В вагоне пахло пылью, куревом и соляркой. И я в своей столичной холёности плохо вписывалась в окружение провинциальной публики. Мы подъезжали к Тобольску – небольшому, закопчённому дымом металлургических комбинатов, городу моего детства. Сибирские городки во многом похожи друг на друга. Со времён декабристов и сталинских лагерей эти места ссылки хмуро приветствуют посетителей.
Зимой воздух промерзает так, что кажется, от прикосновения он может расколоться на прозрачные льдинки. А короткое лето, обласкав несколькими неделями жары, внезапно заканчивается, словно и не начиналось.

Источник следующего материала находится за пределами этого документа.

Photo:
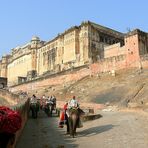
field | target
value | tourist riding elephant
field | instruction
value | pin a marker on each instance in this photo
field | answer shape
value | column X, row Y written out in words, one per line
column 34, row 107
column 74, row 120
column 49, row 107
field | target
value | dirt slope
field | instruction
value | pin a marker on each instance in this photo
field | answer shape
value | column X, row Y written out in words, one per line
column 127, row 88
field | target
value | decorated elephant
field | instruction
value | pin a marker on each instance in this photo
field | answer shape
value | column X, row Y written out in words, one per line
column 74, row 120
column 34, row 107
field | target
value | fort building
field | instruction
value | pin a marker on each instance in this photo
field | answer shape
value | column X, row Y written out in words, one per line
column 79, row 45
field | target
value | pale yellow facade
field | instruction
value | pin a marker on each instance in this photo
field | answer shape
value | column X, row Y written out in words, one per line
column 77, row 46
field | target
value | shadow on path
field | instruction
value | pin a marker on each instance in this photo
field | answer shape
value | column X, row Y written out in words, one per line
column 43, row 132
column 95, row 130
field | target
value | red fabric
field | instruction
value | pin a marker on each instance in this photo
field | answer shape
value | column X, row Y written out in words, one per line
column 62, row 117
column 65, row 106
column 10, row 120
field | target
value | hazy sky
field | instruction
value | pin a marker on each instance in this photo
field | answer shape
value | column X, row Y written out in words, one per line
column 22, row 19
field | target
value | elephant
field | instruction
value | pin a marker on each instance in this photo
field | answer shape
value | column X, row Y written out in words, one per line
column 49, row 107
column 74, row 120
column 34, row 107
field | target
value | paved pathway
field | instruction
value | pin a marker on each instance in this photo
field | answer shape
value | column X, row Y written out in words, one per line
column 113, row 130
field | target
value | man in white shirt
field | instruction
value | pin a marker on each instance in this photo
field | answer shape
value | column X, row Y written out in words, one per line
column 73, row 103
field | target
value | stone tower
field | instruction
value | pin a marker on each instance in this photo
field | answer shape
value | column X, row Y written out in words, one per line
column 4, row 63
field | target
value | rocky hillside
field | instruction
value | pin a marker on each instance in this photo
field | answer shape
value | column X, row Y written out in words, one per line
column 127, row 88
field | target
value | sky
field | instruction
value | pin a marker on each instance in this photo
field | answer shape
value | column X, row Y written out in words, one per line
column 22, row 19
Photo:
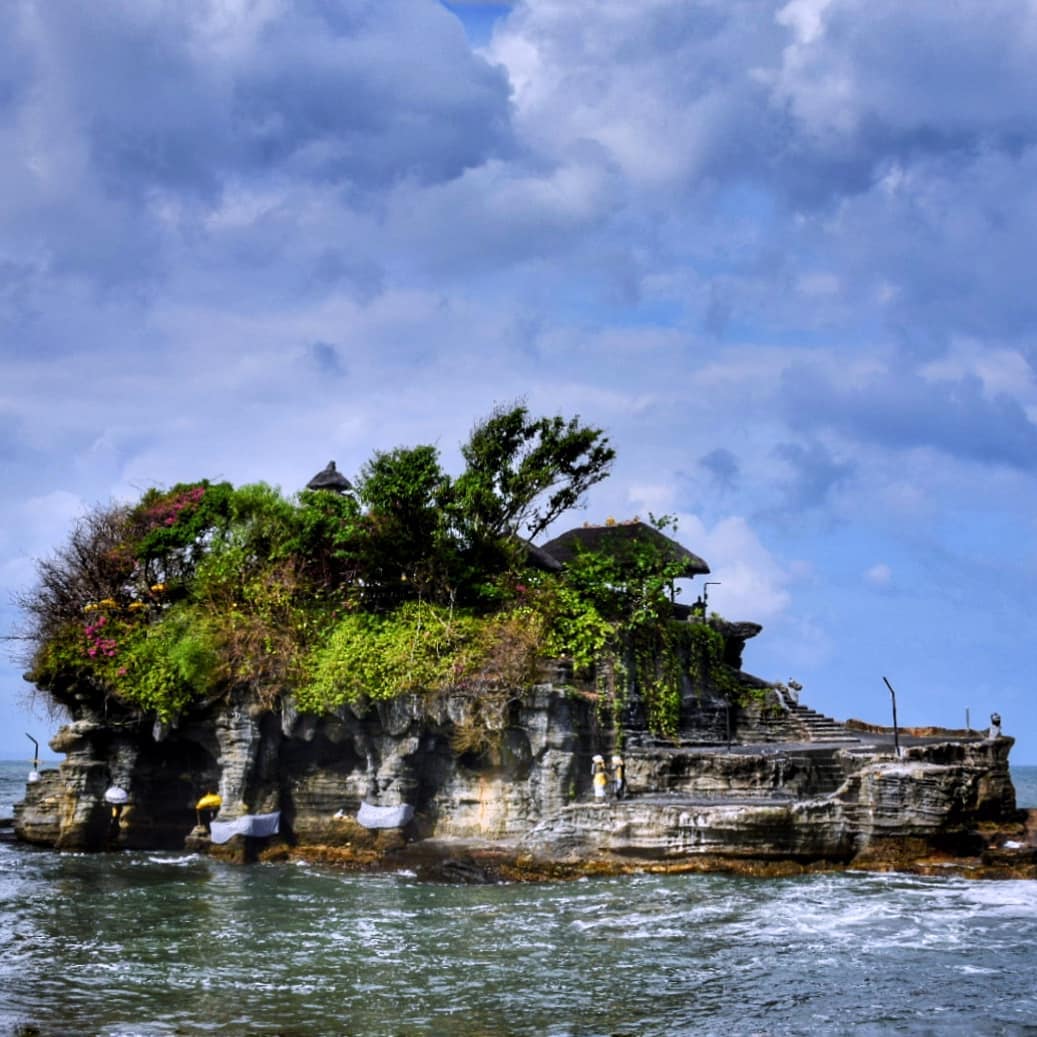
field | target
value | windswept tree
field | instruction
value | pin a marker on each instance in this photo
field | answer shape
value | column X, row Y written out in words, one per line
column 408, row 543
column 523, row 472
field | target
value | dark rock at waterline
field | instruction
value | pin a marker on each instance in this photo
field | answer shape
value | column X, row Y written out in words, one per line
column 763, row 787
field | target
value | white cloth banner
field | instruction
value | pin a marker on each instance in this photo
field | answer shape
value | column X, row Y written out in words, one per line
column 250, row 824
column 384, row 817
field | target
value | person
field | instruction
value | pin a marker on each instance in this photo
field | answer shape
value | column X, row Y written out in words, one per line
column 618, row 777
column 598, row 777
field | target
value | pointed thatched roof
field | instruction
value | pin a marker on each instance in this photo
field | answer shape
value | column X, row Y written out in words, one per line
column 539, row 558
column 613, row 536
column 330, row 478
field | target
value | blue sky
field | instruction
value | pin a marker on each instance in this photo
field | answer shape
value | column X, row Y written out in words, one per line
column 782, row 252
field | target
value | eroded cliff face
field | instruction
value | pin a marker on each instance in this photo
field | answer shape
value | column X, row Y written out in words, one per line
column 467, row 774
column 738, row 786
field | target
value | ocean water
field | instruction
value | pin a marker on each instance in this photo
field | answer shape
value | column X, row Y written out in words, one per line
column 160, row 944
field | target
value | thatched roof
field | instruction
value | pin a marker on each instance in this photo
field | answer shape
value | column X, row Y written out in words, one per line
column 330, row 478
column 539, row 558
column 612, row 537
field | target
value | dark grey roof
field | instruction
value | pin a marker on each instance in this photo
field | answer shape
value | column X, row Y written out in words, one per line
column 330, row 478
column 612, row 537
column 539, row 558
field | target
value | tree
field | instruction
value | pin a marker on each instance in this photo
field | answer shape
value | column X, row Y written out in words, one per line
column 409, row 548
column 522, row 472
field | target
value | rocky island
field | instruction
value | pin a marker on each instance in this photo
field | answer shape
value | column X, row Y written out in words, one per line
column 392, row 675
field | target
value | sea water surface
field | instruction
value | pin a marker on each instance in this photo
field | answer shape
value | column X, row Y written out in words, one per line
column 156, row 944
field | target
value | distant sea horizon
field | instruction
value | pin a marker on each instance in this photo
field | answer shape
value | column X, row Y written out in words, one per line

Поезд качнулся, притормаживая, и в такт повизгиванию колёс в моей сумке запел мобильник.
– Привет, бабуль!.. Уже приехали.
В телефоне задрожал родной голос:
– Вот собирались тебя встречать, да дед расхворался: давление подскочило, а я его одного не хочу оставлять. Попросила сына наших соседей тебя встретить. Костей зовут.
Я вышла на перрон и огляделась. Местный народ пялился на меня в бесстыдном любопытстве. И тут я почувствовала глубокий и пристальный взгляд. Обернувшись, я заметила высокого парня. Он уверенно приблизился:
– Костя.
Его горячая ладонь коснулась моей руки. В голове у меня зашумело, и в сознание ворвались фрагменты удивительных и странных сцен, будто снятая кинолента наших будущих отношений. Я вздрогнула и поспешно схватила глоток воздуха, объяснив парню своё замешательство утомительной дорогой.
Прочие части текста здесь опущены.